Introduction
On serait tenté de faire du travail une source d'épanouissement, le moyen de s'affirmer et d'exister socialement, par temps de chômage tout particulièrement.
Le travail désigne en effet une activité consciente et volontaire, d'utilité commune. Il a, comme telle, une valeur à la fois sociale et morale.
Toutefois, il semblerait qu'une telle valeur ne puisse être assignée qu'à une forme particulière de travail, non au travail en général : d'une part, en effet, le travail salarié recouvre une période historique limitée, pour autant qu'il n'a pas toujours existé (comme en témoigne l'esclavage, dans l'Antiquité), et n'existera pas toujours. D'autre part, le travail peut n'avoir qu'une valeur économique et marchande, ce qu'atteste le cas du travail aliéné, travail mécanique, répétitif, appauvrissant.
Alors, faut-il renoncer à faire du travail une valeur en soi ? Sous quelle forme le travail peut-il conserver une certaine valeur ?
I. Non, il ne faut pas renoncer à faire du travail une valeur
a) Le travail a une valeur sociale
Le travail exige un effort et une tension de la volonté : par lui, l'homme exploite ses capacités individuelles et canalise l'énergie de ses passions (son ambition, son désir d'acquérir ou d'être reconnu par exemple), dans un but d'utilité commune. Ainsi, quelle que soit la nature du travail fourni (intellectuel, manuel, technique), l'individu apporte-t-il sa contribution à l'économie comme à la culture d'une société. Ce faisant, il établit un mode de rapport rationnel, et non plus seulement affectif, avec les autres, et se socialise.

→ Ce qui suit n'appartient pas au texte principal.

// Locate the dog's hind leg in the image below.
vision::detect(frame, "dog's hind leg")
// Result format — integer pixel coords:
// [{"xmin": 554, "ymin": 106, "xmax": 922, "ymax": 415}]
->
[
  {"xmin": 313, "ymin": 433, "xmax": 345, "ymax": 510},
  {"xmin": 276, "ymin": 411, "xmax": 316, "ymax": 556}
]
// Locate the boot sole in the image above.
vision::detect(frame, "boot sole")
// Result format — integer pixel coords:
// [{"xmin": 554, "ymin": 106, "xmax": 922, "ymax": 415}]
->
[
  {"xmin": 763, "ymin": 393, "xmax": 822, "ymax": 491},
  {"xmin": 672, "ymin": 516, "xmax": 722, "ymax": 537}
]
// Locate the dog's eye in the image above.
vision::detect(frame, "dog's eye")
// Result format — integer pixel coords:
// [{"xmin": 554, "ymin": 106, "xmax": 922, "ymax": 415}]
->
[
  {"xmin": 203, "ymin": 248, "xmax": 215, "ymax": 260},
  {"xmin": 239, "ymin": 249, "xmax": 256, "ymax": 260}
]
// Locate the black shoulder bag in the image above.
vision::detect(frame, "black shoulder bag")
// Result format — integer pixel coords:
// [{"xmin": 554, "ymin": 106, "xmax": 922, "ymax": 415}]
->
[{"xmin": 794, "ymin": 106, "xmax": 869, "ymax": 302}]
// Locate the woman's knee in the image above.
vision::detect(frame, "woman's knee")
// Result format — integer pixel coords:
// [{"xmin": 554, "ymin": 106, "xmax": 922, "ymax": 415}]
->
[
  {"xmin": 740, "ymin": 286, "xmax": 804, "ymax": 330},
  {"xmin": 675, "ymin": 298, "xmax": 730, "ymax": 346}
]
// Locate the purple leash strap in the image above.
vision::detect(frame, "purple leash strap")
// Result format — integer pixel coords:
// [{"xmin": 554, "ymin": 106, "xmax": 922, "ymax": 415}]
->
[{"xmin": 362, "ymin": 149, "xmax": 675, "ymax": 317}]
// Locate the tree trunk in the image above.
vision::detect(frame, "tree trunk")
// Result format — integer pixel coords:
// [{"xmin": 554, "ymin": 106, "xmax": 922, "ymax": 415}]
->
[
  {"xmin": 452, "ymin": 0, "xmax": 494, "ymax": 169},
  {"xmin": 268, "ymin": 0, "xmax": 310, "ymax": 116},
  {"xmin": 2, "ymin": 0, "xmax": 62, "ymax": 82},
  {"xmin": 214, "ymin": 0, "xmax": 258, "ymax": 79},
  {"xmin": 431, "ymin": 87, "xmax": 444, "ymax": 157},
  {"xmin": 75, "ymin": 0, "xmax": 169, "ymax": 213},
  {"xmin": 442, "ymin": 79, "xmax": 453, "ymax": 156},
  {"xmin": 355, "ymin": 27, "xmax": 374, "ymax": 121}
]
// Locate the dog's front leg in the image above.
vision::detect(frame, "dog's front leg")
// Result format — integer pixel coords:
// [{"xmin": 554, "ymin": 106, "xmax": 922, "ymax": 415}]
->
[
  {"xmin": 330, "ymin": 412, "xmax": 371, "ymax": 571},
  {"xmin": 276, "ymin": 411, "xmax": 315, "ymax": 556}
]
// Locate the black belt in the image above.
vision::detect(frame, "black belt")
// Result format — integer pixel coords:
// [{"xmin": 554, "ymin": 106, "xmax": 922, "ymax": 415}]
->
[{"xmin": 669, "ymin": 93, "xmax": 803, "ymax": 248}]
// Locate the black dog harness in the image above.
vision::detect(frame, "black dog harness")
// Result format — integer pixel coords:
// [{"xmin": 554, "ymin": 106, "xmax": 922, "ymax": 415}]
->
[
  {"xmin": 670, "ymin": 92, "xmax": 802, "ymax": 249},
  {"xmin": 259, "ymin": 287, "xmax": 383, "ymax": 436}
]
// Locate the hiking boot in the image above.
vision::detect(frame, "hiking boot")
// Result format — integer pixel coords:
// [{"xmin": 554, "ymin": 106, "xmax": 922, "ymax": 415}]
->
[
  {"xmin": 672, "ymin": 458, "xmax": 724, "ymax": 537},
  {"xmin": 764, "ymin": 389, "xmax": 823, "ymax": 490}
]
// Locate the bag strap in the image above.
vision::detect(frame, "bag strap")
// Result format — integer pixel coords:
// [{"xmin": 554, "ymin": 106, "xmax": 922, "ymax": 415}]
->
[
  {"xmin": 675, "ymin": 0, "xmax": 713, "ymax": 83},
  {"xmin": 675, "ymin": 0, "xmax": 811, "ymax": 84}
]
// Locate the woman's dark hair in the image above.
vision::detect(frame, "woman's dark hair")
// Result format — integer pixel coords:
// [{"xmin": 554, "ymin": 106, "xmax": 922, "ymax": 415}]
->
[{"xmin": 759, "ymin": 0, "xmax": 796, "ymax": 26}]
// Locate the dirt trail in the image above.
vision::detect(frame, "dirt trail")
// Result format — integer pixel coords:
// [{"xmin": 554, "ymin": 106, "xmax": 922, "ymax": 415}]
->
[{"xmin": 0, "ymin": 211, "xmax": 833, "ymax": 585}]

b) Le travail a une valeur morale
Précisément, en soumettant ses appétits et désirs immédiats au pouvoir de sa volonté, l'homme au travail apprend à les dominer : ainsi le commerçant devra-t-il faire preuve de diplomatie et de patience s'il veut conserver ses clients. Patience, sociabilité, continuité dans l'effort, telles sont les qualités individuelles généralement requises pour travailler. C'est donc parce que le travail implique nécessairement la maîtrise des passions, et en ce sens, la soumission à certaine discipline, qu'il prépare l'individu à la moralité. Certes, il ne sera pas exigé d'un ébéniste, d'un boulanger ou d'un ingénieur d'être « vertueux », et s'ils agissent, c'est nécessairement dans leur intérêt propre, non par philanthropie : il reste que les vertus que l'on acquiert par son travail rendent plus à même de se comporter moralement, par respect pour autrui, donc, et non plus seulement pour réaliser un intérêt individuel.
c) Le travail a une valeur en soi, pour autant qu'il est proprement humain
Contrairement à l'activité animale (celle du castor ou de l'abeille par exemple), le travail est conscient : comme le dit Marx, en effet, le plus mauvais architecte est encore supérieur à l'abeille la plus experte, dans la mesure où il a conçu préalablement dans son esprit l'objet à réaliser. C'est pourquoi, loin de subvenir seulement à ses besoins vitaux par son travail, l'homme s'en dégage et libère, par la conscience ou représentation extérieure qu'il a de l'objet à produire ou de la matière à transformer. Le travail a une valeur en soi, pour autant qu'il est proprement humain.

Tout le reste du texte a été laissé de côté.